Hier brodelte einst Papins Dampfkochtopf

Victor Deutsch Harry Soremski
GWG-Chef Peter Ley am Kasseler Steinweg, wo in Sichtweite das Haus am Marställer Platz rekonstruiert wird.

Den Schatz fand man durch Zufall: „Als wir im Vorfeld der Sanierung unserer Häuser am Steinweg im Stadtarchiv stöberten, stießen wir auf alte Abbildungen des Gebäudes am Marställer Platz 1“, berichtet GWG-Chef Peter Ley. Die prachtvolle Anmutung veranlasste ihn, für die ohnehin anstehende Sanierung des Hauses eine Rekonstruktion von Dach und Fassade nach historischem Vorbild zu prüfen. Schon für die Häuserzeile gegenüber des Regierungspräsidiums hatte man sich für eine aufwändige Sanierung entschieden. Schöner, als sie je gebaut, wohl aber geplant waren. Mit Fensterläden, erhabenen Hausnummern im Schlussstein der Türgewände, den typischen Balkonen und „Eingängen, die ihrem Namen gerecht werden und nicht nur Löcher im Haus sind“, wie Peter Ley berichtet. Er hat es sich als Verantwortlicher des Unternehmens, das 8.400 Wohnungen betreut, vorgenommen, „das historisch-architektonische Erbe unserer Stadt zu bewahren.“

Schon die vom Architekten Otto Haesler entworfene Siedlung am Rothenberg mit ihren Bauhaus-Einflüssen der 30er Jahre oder die 50er Jahre-Häuser „Graben“ gegenüber der Markthalle erstrahlen nun zur Freude von Architekturliebhabern in stilechter Architektur. Von einer Erbauung in den „goldenen“ 50er Jahren ging man zunächst auch am Marställer Platz aus. Der wahre Schatz unter dem Nachkriegs-Satteldach aber ist ein anderer: Das Haus Marställer Platz 1 ist bei seiner Erbauung im Jahr 1929 eine Kopie des benachbarten Gebäudes gewesen. Das als Vorlage benutzte barocke Eckhaus am Schlossplatz 17 war bereits um 1770 entstanden. Gemeinsam mit Marstall (Markthalle) und Renthof bildeten sie ein Ensemble. Eine prominente Adresse wohlgemerkt: „Einst lebte hier Dennis Papin“, fanden die Historiker heraus.
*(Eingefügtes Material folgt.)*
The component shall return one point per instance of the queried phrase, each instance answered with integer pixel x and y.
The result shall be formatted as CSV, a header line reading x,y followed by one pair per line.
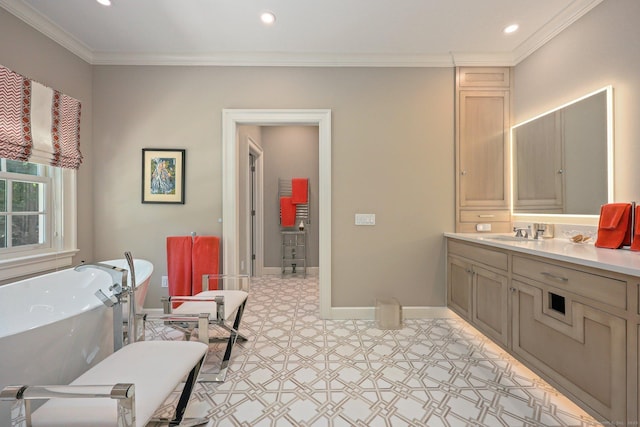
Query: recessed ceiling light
x,y
268,18
511,28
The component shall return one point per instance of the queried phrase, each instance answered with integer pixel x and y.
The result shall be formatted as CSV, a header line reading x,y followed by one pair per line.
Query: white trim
x,y
256,150
34,264
369,313
231,118
573,12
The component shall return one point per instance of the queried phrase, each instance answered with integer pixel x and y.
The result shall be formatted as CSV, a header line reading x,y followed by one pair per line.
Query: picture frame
x,y
163,171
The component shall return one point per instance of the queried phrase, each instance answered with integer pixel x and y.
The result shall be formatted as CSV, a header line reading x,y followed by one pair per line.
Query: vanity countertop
x,y
622,261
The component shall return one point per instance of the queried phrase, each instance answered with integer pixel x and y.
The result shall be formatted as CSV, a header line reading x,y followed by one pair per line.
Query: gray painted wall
x,y
402,118
602,48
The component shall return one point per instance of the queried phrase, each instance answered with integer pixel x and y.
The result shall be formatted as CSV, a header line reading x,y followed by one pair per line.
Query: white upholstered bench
x,y
145,374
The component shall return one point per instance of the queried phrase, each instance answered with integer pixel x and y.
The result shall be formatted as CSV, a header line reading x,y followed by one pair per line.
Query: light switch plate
x,y
365,219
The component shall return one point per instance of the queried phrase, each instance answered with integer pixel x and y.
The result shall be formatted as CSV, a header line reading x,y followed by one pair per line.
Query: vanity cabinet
x,y
570,326
575,326
478,288
482,148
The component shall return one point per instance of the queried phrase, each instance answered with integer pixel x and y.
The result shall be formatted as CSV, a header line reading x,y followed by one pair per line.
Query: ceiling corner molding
x,y
31,17
554,27
276,59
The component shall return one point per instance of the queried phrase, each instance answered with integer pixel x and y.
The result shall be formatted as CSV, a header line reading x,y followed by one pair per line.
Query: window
x,y
37,218
25,206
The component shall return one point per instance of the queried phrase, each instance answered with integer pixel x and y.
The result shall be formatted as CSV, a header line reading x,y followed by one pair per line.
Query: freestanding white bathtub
x,y
53,328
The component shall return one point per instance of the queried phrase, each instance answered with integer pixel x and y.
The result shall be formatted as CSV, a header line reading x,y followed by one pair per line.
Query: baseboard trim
x,y
369,313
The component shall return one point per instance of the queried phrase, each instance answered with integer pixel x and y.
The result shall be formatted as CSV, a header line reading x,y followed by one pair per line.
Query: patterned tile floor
x,y
299,370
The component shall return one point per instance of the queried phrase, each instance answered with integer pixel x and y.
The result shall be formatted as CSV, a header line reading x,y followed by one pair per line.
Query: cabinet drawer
x,y
599,288
479,254
477,216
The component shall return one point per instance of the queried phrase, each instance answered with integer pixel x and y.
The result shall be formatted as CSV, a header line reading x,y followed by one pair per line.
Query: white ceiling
x,y
320,33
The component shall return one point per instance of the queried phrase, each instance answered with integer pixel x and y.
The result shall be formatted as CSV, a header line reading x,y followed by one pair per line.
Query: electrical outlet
x,y
365,219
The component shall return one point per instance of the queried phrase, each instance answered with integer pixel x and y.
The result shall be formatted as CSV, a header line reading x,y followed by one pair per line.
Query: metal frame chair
x,y
225,305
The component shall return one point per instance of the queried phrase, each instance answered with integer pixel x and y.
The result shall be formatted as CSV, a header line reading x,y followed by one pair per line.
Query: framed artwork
x,y
163,175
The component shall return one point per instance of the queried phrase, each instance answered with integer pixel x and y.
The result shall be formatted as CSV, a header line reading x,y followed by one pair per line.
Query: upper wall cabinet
x,y
482,148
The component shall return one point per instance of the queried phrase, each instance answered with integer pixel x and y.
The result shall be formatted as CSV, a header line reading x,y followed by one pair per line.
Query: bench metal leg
x,y
183,401
233,337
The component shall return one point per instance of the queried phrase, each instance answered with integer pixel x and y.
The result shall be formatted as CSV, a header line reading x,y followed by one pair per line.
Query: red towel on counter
x,y
299,190
205,260
179,265
635,244
614,226
287,212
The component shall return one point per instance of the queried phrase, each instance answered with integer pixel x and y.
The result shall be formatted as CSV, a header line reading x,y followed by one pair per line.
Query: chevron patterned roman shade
x,y
38,124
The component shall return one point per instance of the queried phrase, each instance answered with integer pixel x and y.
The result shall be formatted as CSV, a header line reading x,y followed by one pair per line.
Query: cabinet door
x,y
483,157
490,302
580,348
459,287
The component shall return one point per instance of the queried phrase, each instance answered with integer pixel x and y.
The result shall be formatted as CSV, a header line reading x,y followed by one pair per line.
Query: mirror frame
x,y
568,218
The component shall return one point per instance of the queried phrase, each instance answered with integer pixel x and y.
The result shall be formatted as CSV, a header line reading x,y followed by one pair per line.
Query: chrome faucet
x,y
521,232
118,276
121,291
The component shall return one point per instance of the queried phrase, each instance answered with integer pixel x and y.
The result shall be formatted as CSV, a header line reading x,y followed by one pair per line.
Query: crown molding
x,y
31,17
280,59
555,26
277,59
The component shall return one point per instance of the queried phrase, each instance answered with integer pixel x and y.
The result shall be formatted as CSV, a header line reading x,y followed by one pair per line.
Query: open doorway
x,y
231,119
255,222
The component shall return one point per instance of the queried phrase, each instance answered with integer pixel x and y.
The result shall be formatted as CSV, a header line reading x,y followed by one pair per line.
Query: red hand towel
x,y
299,190
179,265
205,260
635,245
287,212
614,228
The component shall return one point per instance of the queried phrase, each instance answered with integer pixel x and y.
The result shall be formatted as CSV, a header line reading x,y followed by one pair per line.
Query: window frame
x,y
62,223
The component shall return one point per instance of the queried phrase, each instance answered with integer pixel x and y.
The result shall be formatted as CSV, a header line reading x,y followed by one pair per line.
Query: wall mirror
x,y
562,160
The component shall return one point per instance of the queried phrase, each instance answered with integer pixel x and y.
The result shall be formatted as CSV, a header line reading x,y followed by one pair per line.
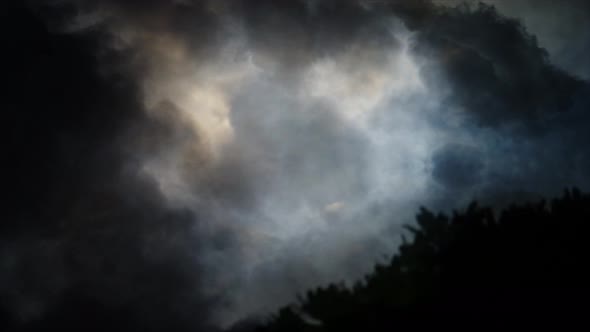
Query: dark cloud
x,y
87,241
169,163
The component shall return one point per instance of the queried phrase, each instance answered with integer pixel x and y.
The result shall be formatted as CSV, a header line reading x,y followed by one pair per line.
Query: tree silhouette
x,y
526,268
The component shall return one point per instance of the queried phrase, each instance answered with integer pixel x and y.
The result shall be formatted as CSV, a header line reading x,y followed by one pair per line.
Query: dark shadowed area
x,y
186,165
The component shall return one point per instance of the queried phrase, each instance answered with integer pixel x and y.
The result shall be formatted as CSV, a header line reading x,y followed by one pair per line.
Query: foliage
x,y
526,267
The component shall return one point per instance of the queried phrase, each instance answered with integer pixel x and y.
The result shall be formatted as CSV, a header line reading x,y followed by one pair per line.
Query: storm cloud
x,y
218,157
Der Erfinder des Schnellkochtopfs erhielt 1696 eine Anstellung beim Landgrafen von Hessen-Kassel und arbeitete an den technischen Voraussetzungen für die Wasserkünste im Bergpark Wilhelmshöhe in Kassel. Später dann wurde das Gebäude errichtet, das dank der Hilfe, des mit historischem Bauen erfahrenen Architekten Professor Alexander Reichel, nun wieder aufersteht. Ein wichtiger Aspekt für GWG-Chef Peter Ley, denn das „alte“ Kassel ging in den Flammen der Bombennacht am 22. Oktober 1943 für immer verloren.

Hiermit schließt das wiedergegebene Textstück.